One idea I've thought about in this same area is 'compressing' the URLs via Unicode. Suppose you limit the page contents to just [a-zA-Z0-9] and about 15 special characters, and space/newline. Documents would be rendered without any formatting aside from what you can do with a monospace font (all caps, white space, tables, etc.).
This allows about 80 unique characters - about 6.5 bits per character. There are dozens of thousands of visible Unicode characters, at least 8 bits each. Using modern compression techniques you can probably get around 4 or maybe even 5 characters of the real text into one visible Unicode character. This would compress the messages so that you can share them over SMS/Twitter (split into a few parts perhaps) or Facebook without posting giant pages of text.
The data could start with a 'normal' not-rare-Unicode character indicating the language, and the same character at the end of the stream to make it easy to copy paste:
aa
Multiple translation tables could exist for different languages. Japanese and Indic languages have ~50 alphabet characters but no capitals, so I think you would be able to get similar compression regardless of input language.Users would go to a website that does decompression with JS and just paste in the compressed text to view the plaintext. And vice versa. If the compression format is open then anyone can make and host a [de]compressor.

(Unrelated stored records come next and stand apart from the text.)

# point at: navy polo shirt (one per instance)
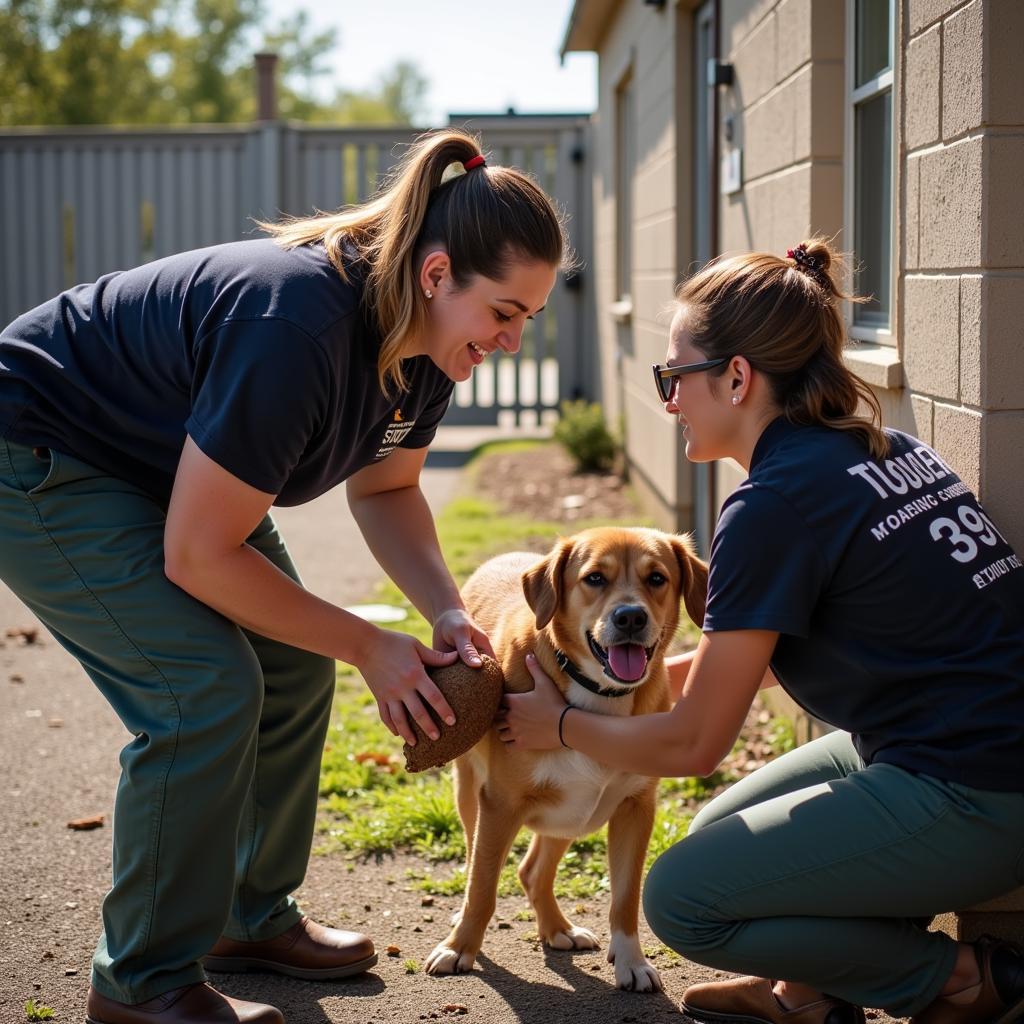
(899, 604)
(263, 355)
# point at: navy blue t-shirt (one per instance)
(263, 355)
(899, 604)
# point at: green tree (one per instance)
(172, 61)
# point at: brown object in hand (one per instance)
(474, 695)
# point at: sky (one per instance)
(478, 55)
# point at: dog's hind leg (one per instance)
(629, 833)
(497, 825)
(537, 873)
(467, 801)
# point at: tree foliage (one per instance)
(173, 61)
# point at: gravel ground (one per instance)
(58, 763)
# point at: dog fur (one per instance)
(579, 591)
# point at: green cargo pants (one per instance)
(215, 808)
(811, 869)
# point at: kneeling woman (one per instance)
(854, 567)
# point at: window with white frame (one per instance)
(868, 174)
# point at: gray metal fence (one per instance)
(76, 204)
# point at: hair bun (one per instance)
(814, 259)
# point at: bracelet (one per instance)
(561, 718)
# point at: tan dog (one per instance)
(598, 611)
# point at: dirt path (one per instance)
(58, 762)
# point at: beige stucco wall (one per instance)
(955, 373)
(646, 39)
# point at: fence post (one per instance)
(266, 140)
(266, 87)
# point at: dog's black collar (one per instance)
(586, 682)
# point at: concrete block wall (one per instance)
(785, 109)
(643, 41)
(786, 114)
(962, 330)
(962, 335)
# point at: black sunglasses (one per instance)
(665, 375)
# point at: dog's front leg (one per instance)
(497, 826)
(629, 833)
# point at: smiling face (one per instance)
(465, 326)
(701, 404)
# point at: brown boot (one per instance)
(197, 1004)
(999, 996)
(305, 950)
(752, 1000)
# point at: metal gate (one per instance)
(76, 204)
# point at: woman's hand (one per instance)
(529, 721)
(455, 630)
(393, 669)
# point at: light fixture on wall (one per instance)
(720, 73)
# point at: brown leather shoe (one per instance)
(1000, 994)
(752, 999)
(305, 950)
(197, 1004)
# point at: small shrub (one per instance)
(585, 435)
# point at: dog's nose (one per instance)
(631, 619)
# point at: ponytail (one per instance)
(782, 315)
(485, 219)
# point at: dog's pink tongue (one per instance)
(628, 660)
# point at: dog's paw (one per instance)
(574, 938)
(444, 960)
(634, 972)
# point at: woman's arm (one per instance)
(679, 670)
(395, 520)
(210, 516)
(692, 738)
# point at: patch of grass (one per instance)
(781, 734)
(371, 807)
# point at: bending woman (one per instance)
(857, 569)
(147, 423)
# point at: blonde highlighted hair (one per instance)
(781, 313)
(485, 219)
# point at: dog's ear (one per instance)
(543, 584)
(694, 577)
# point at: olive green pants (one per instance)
(215, 808)
(811, 869)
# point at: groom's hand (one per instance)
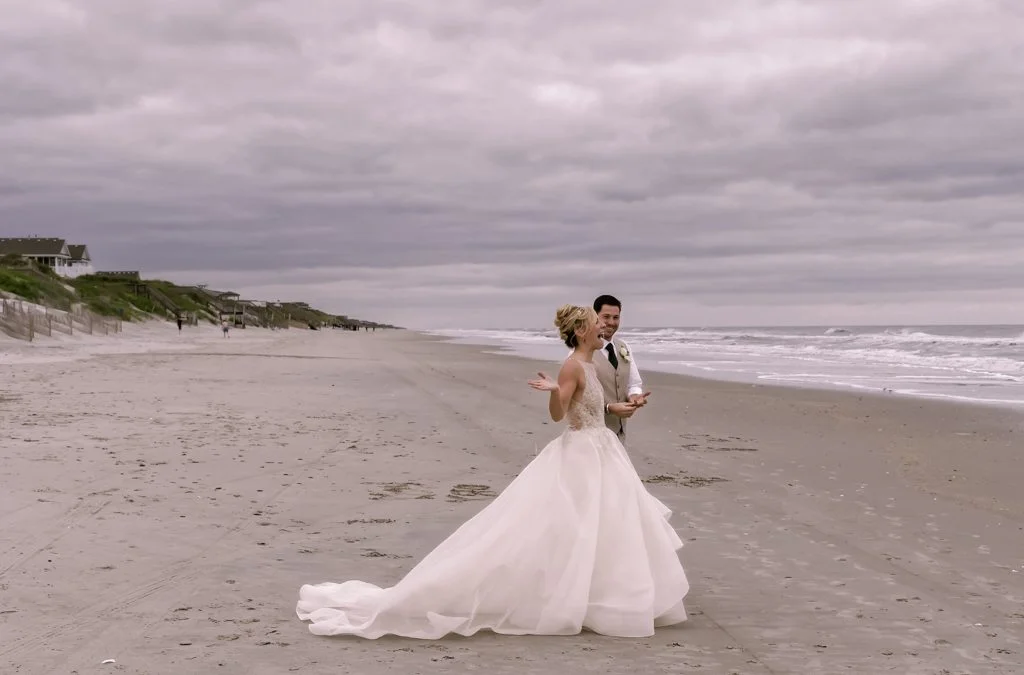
(623, 410)
(639, 399)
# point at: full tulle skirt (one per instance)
(574, 542)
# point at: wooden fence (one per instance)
(25, 321)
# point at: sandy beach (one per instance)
(162, 504)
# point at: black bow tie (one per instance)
(612, 359)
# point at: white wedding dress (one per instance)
(576, 541)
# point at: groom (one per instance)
(615, 367)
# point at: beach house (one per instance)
(68, 260)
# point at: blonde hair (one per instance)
(571, 318)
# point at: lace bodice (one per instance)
(588, 411)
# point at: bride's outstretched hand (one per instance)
(544, 383)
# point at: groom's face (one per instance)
(608, 318)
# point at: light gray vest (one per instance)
(614, 381)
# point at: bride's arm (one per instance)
(562, 390)
(568, 380)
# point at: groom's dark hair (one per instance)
(606, 300)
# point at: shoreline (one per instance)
(500, 349)
(165, 507)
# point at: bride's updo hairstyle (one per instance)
(571, 318)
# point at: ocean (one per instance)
(975, 364)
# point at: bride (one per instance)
(576, 541)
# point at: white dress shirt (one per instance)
(634, 385)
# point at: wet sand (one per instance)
(162, 509)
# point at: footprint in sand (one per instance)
(684, 479)
(467, 492)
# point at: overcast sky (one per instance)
(476, 163)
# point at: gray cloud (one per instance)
(479, 162)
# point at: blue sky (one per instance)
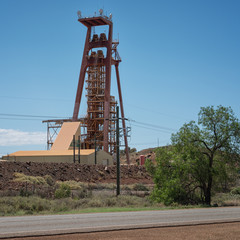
(177, 56)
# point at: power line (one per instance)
(26, 115)
(37, 99)
(24, 119)
(154, 129)
(154, 126)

Version codes may be useful to add, so that more efficient compression techniques don't break backwards compatibility. The first release of the English compression algorithm would start and end with 'aa', a better algorithm released a few years later would use 'ab', etc. Similarly the version code could be used to indicate a more restricted set of characters to allow for better compression - [a-z0-9] and . , space newline is 30 characters which is only 5 bits per character before any further compression.
There are few other implementations of the same idea out there, too. Here's another one: https://github.com/qntm/base65536 ; since it uses a power-of-two sized alphabet, it avoids some of the work mine has to do around partial output bytes. That link also links to some other ideas & implementations
The exact metric I cared about at the time was compressing for screen-space, not for actual byte-for-byte space. I wrote it after spending some time in a situation where doing a proper scp was just a PITA, unfortunately, but copy/pasting into a terminal is almost always a thing that works. But I was also dealing with screen/tmux, which makes scrolling difficult, so I wanted the output to fit in a screen. From that, you can implement a very poor man's scp with tar -cz FILES | base64 ; the base-unicode bit replaces the base64.
Mine doesn't use Huffman coding as it wants to stream data / it leans on gzip for doing that.